A collection of short stories about different people looking for different things: career advice, friendship, a new purpose in life ... Different lives, different stories, all united by one enigmatic librarian: Sayuri Komachi. A beautiful and uplifting read.
Four Thousand Weeks is a much needed reality check, slap-in-the-face kind of book, reminding how insultingly brief and unimportant our lives are in the grand scheme of things. The book invites you to have a totally different relationship with time, and life itself. Amazing to reflect on, a must-read.
Oakley and Schewe distill the science of learning into a compact, immediately usable toolkit — spaced repetition, active recall, interleaving, deliberate practice. There are many genuinely good techniques in there that you'll want to apply to all of your future learnings.

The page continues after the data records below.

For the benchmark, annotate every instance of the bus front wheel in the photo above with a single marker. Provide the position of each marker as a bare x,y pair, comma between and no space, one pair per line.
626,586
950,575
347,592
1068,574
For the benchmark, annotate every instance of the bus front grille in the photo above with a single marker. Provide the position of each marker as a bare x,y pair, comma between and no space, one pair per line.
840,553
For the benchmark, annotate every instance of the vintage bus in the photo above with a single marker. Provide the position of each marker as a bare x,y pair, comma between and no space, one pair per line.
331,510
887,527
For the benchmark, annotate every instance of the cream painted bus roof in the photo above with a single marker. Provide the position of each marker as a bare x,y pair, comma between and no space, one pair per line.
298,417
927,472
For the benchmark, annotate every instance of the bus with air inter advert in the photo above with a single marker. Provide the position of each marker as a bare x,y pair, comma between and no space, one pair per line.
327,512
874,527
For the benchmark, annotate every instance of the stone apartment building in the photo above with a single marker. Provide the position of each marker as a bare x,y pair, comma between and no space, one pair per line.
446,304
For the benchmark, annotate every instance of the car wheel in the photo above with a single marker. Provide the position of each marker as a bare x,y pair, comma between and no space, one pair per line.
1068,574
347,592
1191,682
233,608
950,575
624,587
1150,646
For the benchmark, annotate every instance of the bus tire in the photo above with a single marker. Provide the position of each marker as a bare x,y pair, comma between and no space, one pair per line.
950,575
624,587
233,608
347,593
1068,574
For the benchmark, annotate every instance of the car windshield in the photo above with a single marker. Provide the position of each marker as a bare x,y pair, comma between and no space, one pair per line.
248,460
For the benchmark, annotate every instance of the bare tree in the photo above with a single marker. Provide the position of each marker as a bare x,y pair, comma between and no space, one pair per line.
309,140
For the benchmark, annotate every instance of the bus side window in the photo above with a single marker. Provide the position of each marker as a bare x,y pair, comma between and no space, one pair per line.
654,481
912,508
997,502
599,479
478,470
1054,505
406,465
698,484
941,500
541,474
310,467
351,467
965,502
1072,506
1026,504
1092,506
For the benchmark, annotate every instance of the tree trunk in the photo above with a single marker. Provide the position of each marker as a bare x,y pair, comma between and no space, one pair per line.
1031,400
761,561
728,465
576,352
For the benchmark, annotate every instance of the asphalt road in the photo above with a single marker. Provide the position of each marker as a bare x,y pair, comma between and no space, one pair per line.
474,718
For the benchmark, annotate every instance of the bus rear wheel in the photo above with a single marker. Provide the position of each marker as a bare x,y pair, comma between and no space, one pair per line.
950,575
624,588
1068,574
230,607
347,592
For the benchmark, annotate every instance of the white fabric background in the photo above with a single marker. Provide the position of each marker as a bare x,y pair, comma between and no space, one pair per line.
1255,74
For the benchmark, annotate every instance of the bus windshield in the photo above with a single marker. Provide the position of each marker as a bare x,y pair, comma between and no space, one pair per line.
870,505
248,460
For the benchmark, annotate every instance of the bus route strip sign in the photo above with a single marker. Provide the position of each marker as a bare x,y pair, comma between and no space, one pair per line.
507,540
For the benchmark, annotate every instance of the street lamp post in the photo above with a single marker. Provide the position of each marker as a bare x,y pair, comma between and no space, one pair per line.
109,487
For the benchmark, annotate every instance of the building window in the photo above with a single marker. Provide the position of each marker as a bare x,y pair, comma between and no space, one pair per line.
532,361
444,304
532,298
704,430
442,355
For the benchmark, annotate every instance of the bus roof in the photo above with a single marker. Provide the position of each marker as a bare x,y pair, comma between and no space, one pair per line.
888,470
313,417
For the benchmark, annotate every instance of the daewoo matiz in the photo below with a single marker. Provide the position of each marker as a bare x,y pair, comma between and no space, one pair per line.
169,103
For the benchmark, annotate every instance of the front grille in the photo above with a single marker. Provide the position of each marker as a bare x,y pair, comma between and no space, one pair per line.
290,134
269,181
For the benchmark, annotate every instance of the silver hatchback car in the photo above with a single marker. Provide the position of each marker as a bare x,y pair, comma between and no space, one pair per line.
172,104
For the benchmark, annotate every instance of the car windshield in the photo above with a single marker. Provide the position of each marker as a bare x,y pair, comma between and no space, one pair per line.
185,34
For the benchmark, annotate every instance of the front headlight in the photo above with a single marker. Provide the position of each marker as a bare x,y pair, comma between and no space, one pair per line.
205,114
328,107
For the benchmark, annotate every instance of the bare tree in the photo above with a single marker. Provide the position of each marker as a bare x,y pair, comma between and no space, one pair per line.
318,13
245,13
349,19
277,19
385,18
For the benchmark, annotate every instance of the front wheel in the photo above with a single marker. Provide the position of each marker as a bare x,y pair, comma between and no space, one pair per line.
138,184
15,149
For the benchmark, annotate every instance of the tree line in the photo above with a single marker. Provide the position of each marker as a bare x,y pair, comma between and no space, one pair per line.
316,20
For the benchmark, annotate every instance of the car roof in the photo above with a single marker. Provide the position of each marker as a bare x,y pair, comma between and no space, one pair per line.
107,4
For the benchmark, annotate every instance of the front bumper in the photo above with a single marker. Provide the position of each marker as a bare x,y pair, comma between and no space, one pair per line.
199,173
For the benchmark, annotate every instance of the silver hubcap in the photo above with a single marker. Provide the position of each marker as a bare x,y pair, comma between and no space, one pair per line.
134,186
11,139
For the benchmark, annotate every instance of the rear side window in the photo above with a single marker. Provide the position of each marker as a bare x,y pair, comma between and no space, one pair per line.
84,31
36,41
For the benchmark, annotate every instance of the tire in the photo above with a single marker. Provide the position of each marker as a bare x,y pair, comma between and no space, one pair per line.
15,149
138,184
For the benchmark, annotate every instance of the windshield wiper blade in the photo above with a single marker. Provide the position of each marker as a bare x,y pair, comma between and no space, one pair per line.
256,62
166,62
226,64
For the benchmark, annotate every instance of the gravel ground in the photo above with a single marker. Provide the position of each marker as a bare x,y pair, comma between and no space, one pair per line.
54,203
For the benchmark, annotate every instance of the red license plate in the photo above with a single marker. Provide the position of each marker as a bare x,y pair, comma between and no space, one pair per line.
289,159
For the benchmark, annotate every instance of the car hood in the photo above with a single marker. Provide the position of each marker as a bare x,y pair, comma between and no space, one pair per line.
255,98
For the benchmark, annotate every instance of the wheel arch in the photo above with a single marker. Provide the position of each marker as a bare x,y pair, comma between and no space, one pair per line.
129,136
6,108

As a travel and history freak, I had to read this one. A structured tour of European history told through 29 borders — each a compressed lesson in geopolitics, identity, and the arbitrariness of where nations end. The kind of book that tells you WHY this border looks so weird, and makes you look at a map differently.
A fun, short, easy-to-read history of two musicians from Tijuana forming their own band. They go through highs and lows, talk about their ideal girlfriends, their love for their instruments ... A really fun and entertaining read.
A book I bought on a street market in Colombia. Dostoevsky builds unbearable psychological pressure from the first page — Raskolnikov's crime is almost secondary to the collapse that follows it. An interesting read, although a bit difficult for me given the use of archaic Spanish throughout the pages.
A practical bridge between Evans' dense DDD theory and the pragmatics of writing Go. Boyle picks the patterns that translate well to Go's idioms to explain DDD sensefully. Especially useful if you already know DDD conceptually but want to see it applied in a statically-typed, opinionated language.
Hoyer tells the story of East Germany not through the lens of the Wall or the Stasi, but through the lives of the people who actually lived there — with ambition, nostalgia, and genuine belonging. It is a corrective to the Western narrative that treats the GDR as pure dystopia and nothing else. Deeply researched and compulsively readable. As a Berlin inhabitant, often going to ex-GDR for weekend trips, this was a very enlightening read.
Potts reframes long-term travel not as escapism but as a deliberate, examined way of living — making the case that time is the real currency, not money. Practical and philosophical in equal measure, it dismantles the myth that extended travel is only for the privileged or adventurous. A book that changes how you think about long-term travel.
This book fundamentally changed how I eat, and has done so ever since I read it. Greger processes a vast body of nutritional research into actionable guidance without losing scientific rigour. Each chapter focuses on a leading cause of death and lays out the dietary evidence for prevention. Densely sourced but written accessibly — a reference book you might actually read cover to cover.
Ming Chen's memoir spans decades of persecution in Maoist China. Born in 1908, he went through the cultural revolution, the Great Leap Forward, and the Chinese Gulag. A devastating testimony of life in China during the 20th century.
Another mandatory read — Gargantua is a giant that was born from their mother's ear. The book was used to teach us about humanism, as Rabelais tells how Gargantua is being educated: with a limitless curiosity, without the rigid methods of medieval scholastics of yesteryear.
A mandatory highschool read — nonetheless, a great one. Maupassant tells the story of Charles Duroy, an ambitious man that uses his charisma and popularity with women to move his career forward. The reader sees how Charles becomes an influential journalist, with the chaotic Parisian society of the 1880s as a backdrop.